Санька огляделся. Тяжелая, как ртуть, вода медленными, угрюмыми волнами докатывалась до причала и также медленно отходила назад. И не будь в ее толще предвестников льда — комков «сала», вода казалась бы такой же серой, как небо.

С «жучка» подали буксирный трос. Отец, ловко орудуя у кнехтов, закрепил его надежной петлей. Теперь можно было отправляться в путь.

На катере торопились. Санька, стоя на корме у руля, видел из-за брезента, как на палубу «жучка» вышел капитан, одетый так же, как и отец и он — Санька, — в полушубок и валенки, и приставил ко рту мегафон с широким раструбом.
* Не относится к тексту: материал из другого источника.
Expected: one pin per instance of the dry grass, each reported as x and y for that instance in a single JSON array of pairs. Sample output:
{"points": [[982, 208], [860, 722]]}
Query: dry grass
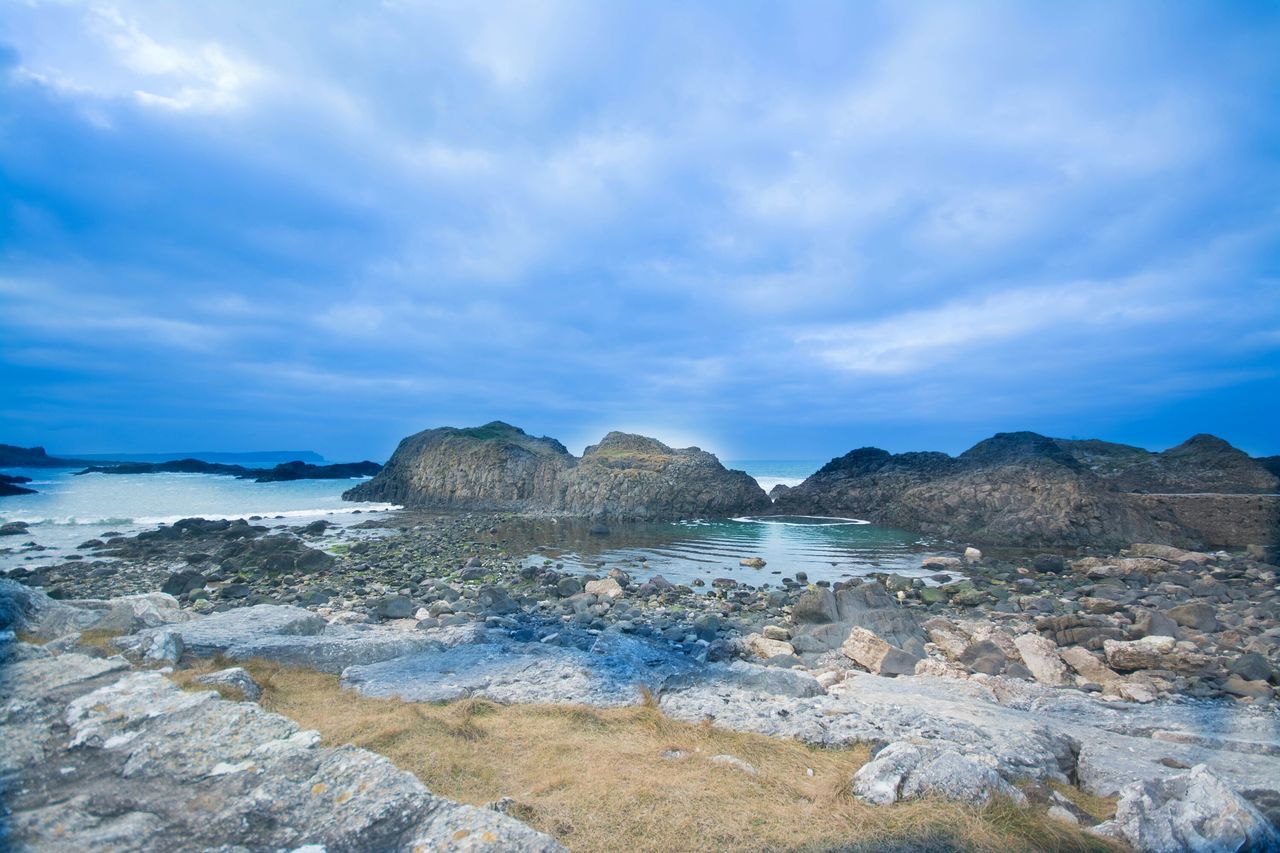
{"points": [[598, 779]]}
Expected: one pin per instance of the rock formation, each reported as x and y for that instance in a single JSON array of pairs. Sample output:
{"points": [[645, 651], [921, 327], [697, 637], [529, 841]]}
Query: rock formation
{"points": [[1200, 464], [498, 466], [295, 470], [1027, 489]]}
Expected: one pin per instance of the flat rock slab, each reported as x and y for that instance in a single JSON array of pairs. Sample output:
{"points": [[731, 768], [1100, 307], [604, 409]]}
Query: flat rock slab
{"points": [[97, 757], [216, 633], [606, 671], [1022, 729], [337, 648]]}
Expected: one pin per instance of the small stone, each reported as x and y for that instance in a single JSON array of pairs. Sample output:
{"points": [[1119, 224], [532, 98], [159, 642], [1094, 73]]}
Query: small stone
{"points": [[1197, 615], [237, 678], [735, 762], [1252, 667]]}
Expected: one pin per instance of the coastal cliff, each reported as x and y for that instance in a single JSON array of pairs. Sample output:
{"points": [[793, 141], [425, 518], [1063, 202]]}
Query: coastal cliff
{"points": [[499, 466], [1032, 491]]}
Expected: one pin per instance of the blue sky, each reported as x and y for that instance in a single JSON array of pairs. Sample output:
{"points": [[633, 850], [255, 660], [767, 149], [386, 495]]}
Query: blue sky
{"points": [[771, 229]]}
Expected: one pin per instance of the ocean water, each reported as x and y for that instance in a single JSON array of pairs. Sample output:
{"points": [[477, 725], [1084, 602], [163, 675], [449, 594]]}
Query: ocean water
{"points": [[71, 509], [773, 471], [68, 510]]}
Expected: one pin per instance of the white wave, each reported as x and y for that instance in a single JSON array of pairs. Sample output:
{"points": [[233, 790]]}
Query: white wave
{"points": [[767, 483], [830, 520], [268, 515], [72, 520]]}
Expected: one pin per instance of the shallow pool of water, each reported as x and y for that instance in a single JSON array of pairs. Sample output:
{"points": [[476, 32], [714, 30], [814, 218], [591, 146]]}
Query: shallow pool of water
{"points": [[824, 548]]}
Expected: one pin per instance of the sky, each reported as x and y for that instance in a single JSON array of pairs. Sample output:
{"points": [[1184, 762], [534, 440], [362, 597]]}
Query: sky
{"points": [[775, 231]]}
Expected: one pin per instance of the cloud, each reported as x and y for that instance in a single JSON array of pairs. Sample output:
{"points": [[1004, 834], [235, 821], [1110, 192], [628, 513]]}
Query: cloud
{"points": [[720, 219]]}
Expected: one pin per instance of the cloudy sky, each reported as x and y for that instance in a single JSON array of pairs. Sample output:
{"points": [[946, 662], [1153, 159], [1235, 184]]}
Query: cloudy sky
{"points": [[771, 229]]}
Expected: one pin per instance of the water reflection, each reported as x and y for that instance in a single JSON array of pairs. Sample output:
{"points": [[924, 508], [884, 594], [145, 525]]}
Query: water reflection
{"points": [[822, 547]]}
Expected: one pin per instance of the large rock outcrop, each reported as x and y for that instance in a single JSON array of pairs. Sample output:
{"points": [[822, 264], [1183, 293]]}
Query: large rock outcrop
{"points": [[1014, 488], [1200, 464], [95, 756], [498, 466], [1027, 489]]}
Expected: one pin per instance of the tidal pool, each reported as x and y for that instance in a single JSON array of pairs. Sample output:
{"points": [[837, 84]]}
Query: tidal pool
{"points": [[824, 548]]}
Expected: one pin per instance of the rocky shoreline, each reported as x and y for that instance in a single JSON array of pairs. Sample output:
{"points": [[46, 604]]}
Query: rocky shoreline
{"points": [[1141, 652]]}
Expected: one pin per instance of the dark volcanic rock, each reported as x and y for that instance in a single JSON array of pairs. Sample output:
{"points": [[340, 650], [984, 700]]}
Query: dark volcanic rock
{"points": [[1200, 464], [1027, 489], [498, 466], [12, 486], [14, 456], [1015, 488]]}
— На плашкоуте!.. — прокатилось по воде.

— Готовы! — Отец подал рукой отмашку.

— Отчаливаем!..

— Давай, давай!..

Держась за веревку поверх кучи с сельдью, делая размашистые шаги по брезенту, отец подошел к Саньке и взялся за штурвал. Санька, привалившись к борту, видел, как вылез из воды притопленный буксирный трос, как натянулся он, снова плюхнулся в воду, и плашкоут, дернувшись, оторвался от причала.

Теперь все перед взором Саньки точно поплыло назад: и длинные серые цехи комбината, и люди, катающие бочки у складов, и длинный кумачовый плакат над воротами: «Выполним годовой план добычи и обработки рыбы к 7 ноября».

За волнистой линией Лысой горы Санька увидел присыпанную снегом крышу своей школы. Там, наверное, уже полным ходом шла подготовка к праздничному вечеру. «К пяти обернемся», — вспомнил Санька слова отца, и ему отчего-то сделалось грустно.

А «жучок» все набавлял ход. Санька слышал, как зашуршала под высоким бортом плашкоута вода и как натужно тренькнул буксирный трос.

Санька встал рядом с отцом за штурвал, потом хотел оттеснить немного его, показать, что он тоже умеет рулить, но отец, поняв его намерение, сказал:

— Шел бы ты, Сань, в кубрик да затопил печку. Как-никак два часа плыть.

Отец закурил. И только сейчас Санька почувствовал, как пощипывает у него щеки и промозглый холод забирается под полушубок. «На воде всегда холоднее», — вспомнил он где-то еще давно услышанные слова.

Осторожно шагая по рыбной куче, Санька прошел к носовому люку, взялся обеими руками за железную ручку крышки, открыл ее и по вертикальной лестнице спустился в кубрик.

Глаза, привыкая к полумраку, постепенно различили небрежно застеленную койку, тумбочку на деревянном полу и напротив, в углу, железную печку. «А где же аккумулятор с лампочкой? — подумал Санька. — От него было так светло в кубрике». Он вспомнил, как они с отцом темными летними вечерами, когда плашкоут стоял где-нибудь у причала, сражались в шашки. Веселым, азартным был отец. И койка у него была всегда прибрана. А на печке Санька варил чай и уху в медном котелке, что дала мать. А вот Силин, принявший шкиперское место отца, видать, был не таким. Аккумулятора Санька что-то не видел, и лампочки тоже, вместо нее на крючке висел фонарь «летучая мышь».